Jury selection will continue Wednesday, Opening statements and testimony may be delayed until next week due to scheduling issues, according to Rachel Antonuccio of Iowa City, Stevenson’s lawyer.

Stevenson is accused of punching his girlfriend’s child in the abdomen multiple times on June 30, 2017, according to the criminal complaint. The toddler, Izabella “Bella” Loffer, died from injuries July 3, police said.

Stevenson confessed to police that he hit the child, but his attorneys asked a judge in previous hearings not to allow his confession as evidence during the trial because Stevenson didn’t understand his rights when making those statements.

An Iowa City psychologist testified during one hearing that Stevenson had a mental age of a 14-year-old and an IQ of 78, which is considered “borderline.” A person with an IQ of 70 or below is considered to have a mental disability, psychologist Frank Gersh said.

Gersh said Stevenson didn’t remember police reading him his Miranda rights and said his thought process was impaired because he hadn’t slept or taken his diabetes medication that day.

Gersh concluded Stevenson wouldn’t “likely be able” to understand Miranda warnings and the consequences of giving up his rights not to speak to police without a lawyer.

During that hearing, Iowa Assistant Attorney General Douglas Hammerand, on cross-examination, said Stevenson changed his story about hitting the child.

Stevenson initially claimed he was never mad enough to hurt Bella but later remembered punching her in the stomach about three times and admitting he was angry.

Gersh agreed Stevenson said those things based on the transcripts.

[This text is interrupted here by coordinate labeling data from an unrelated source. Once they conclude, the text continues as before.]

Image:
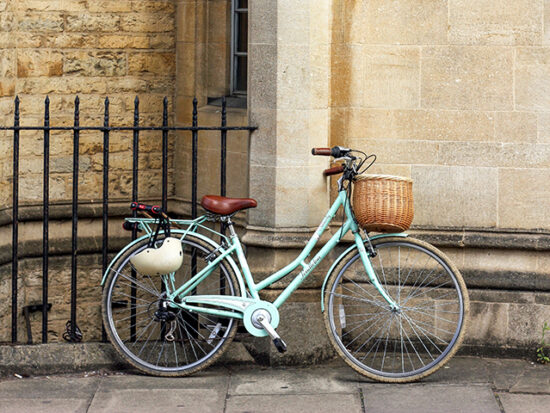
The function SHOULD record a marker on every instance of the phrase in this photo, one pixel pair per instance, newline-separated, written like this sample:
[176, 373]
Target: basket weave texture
[383, 203]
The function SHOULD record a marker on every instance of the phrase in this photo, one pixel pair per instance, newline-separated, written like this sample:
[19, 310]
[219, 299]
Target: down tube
[335, 239]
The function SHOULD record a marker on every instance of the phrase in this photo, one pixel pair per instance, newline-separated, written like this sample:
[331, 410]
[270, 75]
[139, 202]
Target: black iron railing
[72, 333]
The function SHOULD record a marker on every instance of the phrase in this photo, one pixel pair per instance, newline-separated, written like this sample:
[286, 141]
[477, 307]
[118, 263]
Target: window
[239, 46]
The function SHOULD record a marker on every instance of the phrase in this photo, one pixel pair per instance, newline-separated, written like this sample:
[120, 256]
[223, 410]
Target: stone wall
[455, 94]
[93, 49]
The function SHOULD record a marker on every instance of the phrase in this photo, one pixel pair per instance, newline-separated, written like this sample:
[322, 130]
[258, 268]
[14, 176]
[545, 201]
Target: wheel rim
[197, 337]
[404, 343]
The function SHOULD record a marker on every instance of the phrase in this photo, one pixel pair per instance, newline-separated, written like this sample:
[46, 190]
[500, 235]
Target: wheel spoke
[407, 342]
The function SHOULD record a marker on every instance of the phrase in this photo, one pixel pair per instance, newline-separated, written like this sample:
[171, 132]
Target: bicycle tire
[390, 346]
[199, 339]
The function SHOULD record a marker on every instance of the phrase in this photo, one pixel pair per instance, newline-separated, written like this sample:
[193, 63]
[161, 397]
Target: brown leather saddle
[222, 205]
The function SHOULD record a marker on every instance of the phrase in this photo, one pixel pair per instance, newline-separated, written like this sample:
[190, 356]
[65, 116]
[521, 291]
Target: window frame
[235, 54]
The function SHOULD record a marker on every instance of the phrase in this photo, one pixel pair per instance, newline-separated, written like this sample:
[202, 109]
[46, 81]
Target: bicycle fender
[341, 257]
[181, 232]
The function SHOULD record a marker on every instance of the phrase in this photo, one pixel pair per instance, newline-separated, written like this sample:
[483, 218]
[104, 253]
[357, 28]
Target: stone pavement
[466, 384]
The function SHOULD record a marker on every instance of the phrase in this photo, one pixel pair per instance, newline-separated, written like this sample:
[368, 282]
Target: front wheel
[404, 344]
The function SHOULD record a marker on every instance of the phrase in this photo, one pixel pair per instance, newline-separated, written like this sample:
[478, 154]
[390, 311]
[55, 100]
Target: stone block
[532, 79]
[141, 6]
[436, 125]
[7, 40]
[515, 127]
[147, 22]
[487, 154]
[152, 63]
[261, 186]
[51, 5]
[471, 78]
[93, 63]
[262, 76]
[162, 41]
[522, 195]
[120, 41]
[7, 87]
[294, 23]
[110, 6]
[401, 22]
[217, 75]
[347, 76]
[446, 196]
[526, 321]
[86, 22]
[185, 22]
[41, 22]
[391, 77]
[543, 127]
[7, 63]
[219, 22]
[262, 22]
[495, 22]
[33, 63]
[399, 151]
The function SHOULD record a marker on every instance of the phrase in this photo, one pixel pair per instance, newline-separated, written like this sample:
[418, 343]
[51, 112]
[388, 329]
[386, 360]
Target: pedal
[280, 345]
[277, 340]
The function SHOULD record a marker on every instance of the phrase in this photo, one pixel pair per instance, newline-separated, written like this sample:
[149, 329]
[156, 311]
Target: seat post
[229, 224]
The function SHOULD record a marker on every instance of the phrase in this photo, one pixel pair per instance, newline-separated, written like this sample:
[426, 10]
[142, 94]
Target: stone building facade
[453, 93]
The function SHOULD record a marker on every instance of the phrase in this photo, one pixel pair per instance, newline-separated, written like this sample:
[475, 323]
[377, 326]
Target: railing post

Sixth Judicial District Judge Christopher Bruns ruled last year that the police interview could come into evidence at trial.

Stevenson’s attorneys also asked the court not to allow testimony from Bella’s three siblings, arguing the children, now 10, 13 and 15, lacked the mental competency to understand the questions and tell the truth.

Bruns ruled that only one of Bella’s siblings could testify at trial but it would be limited to what the child personally observed.

If convicted of first-degree murder, Stevenson faces a mandatory sentence of life in prison without parole.